Kelley, who said he’s a Vietnam-era veteran, said that prompted a protest where he only wore a cowboy hat, boots and waved the American flag, the newspaper reported.

“My dad told me years ago if you’ve got a stubborn mule, you’ve got to hit him across the head with a 2-by-4 in order to get his attention,” Kelley said.

 

Overkill

July 26, 2006

Over two centuries ago, Sam Adams had this to say:

A standing Army, however necessary it may be at some times, is always dangerous to the Liberties of the People. Soldiers are apt to consider themselves as a Body distinct from the rest of the Citizens. They have their Arms always in their hands. Their Rules and their Discipline is severe. They soon become attachd to their officers and disposd to yeild implicit Obedience to their Commands. Such a Power should be watchd with a jealouse Eye.

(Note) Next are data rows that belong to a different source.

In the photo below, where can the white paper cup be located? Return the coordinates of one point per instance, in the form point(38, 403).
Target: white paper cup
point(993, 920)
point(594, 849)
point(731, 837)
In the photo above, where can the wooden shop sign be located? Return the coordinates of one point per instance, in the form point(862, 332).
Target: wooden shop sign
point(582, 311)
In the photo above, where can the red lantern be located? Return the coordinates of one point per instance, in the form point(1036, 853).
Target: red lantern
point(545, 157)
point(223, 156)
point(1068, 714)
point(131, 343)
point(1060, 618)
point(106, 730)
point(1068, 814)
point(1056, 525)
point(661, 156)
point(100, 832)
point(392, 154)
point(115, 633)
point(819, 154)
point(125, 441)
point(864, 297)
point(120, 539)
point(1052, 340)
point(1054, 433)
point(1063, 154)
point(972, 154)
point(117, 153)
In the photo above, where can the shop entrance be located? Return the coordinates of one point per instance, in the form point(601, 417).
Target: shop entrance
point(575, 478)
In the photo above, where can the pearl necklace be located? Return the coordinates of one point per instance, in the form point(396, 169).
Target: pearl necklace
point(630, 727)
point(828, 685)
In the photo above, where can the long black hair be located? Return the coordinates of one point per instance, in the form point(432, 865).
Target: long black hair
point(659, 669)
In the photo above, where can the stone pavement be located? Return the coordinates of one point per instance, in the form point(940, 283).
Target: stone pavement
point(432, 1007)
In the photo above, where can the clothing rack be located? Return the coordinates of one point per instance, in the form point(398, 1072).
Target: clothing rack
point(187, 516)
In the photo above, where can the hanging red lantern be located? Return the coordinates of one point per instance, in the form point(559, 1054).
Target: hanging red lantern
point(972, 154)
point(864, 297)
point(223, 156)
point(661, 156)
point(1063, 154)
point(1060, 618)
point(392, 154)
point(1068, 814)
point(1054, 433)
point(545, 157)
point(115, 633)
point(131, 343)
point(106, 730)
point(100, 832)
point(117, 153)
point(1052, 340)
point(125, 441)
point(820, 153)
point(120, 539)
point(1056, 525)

I have a good Opinion of the principal officers of our Army. I esteem them as Patriots as well as Soldiers. But if this War continues, as it may for years yet to come, we know not who may succeed them. Men who have been long governd by military Laws, and inurd to military Customs and Habits, may lose the Spirit and Feeling of Citizens. And even Citizens, having been used to admire the Heroism which the Commanders of their own Armies have displayd, and to look up to them as their Saviours, may be prevaild upon to surrender to them those Rights, for the Protection of which against an Invader, they had employd & paid them.

For those reasons, this makes me nervous (H/T Radley Balko):

As the fighting continues overseas, some lessons from the Middle East conflict are hitting home right here in Alabama.  Members of the Montgomery Police Department SWAT team are in a five day counterterrorism school taught by a former Israeli servicemember. . . .

Montgomery officers say, if they can absorb the tactics of one of the world’s premier counterterrorism teams, they’ll learn to move faster and become smaller targets.  It’s an international lesson racing to the heart of Alabama crime fighters.  The Montgomery police say counterterrorism training has become essential for all law enforcement in the wake of 9-11. They say this school fills a real need in their department and the new techniques will be applied to everything they do.

For plenty of examples of SWAT teams destroying those rights ‘for the Protection of which against an Invader, [we] had employd & paid them’ check out this map of “isolated” incidents, as well as this report on the often tragic results of using para-military units to enforce the criminal law.